I write about N. as a geologist with vertigo and an unconscious partner. She refuses to believe it, even when my intention is right there in front of her. I love you, I say, so I have disguised you. This is not as sweet a sentence as it first seems.
Walked through the Common last night with N. after getting fancy desserts that were more architecture than food. Tiny reliquaries of caramel. White chocolate shaped into astrological crescents. My suit made me feel mildly electrified, a subversive WASP who goes around leaving tweed explosives. Fog ate the tops of the buildings, and made the park smell like an ironworks. I was pleased by the implication of all this activity under the earth.
~
My mother sends me a divorce care package with ineffective oven mitts, prunes, a tiny measuring tape, cheap pens, and index cards. She has sent me the latter every year for 17 years. I almost call her up and say, I’m 35. I’ve had sex.
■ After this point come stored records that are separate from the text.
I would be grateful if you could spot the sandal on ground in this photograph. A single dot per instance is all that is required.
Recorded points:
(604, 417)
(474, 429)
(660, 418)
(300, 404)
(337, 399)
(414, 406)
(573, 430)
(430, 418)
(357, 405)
I’ve done drugs. I’m divorced, and you’re giving me index cards. You know, in case I ever want to write anything down.
E. says she’s not a golden lesbian. Not only has she touched men, she quite enjoyed having sex with them. My poetry professor used to say that there was no such thing as a synonym. I still believe in them, but not the way I used to.
Chandler trained himself to compose on small notebook paper, so he could be sure every page had a witty line of dialogue or a good metaphor. There is no way to do this in poetry. We either succeed on an atomic level, or not at all.
Simeon Berry lives in Boston, where he is an associate editor for Ploughshares. He has won a Career Chapter Award from the National Society of Arts and Letters, the Dana Award for Poetry, and a Massachusetts Cultural Council Individual Artist Grant. Recent work appears in Crazyhorse, AGNI, Hotel Amerika, and Colorado Review, and is forthcoming in Another Chicago Magazine, 5 AM, Green Mountains Review, and DIAGRAM. (updated 4/2010)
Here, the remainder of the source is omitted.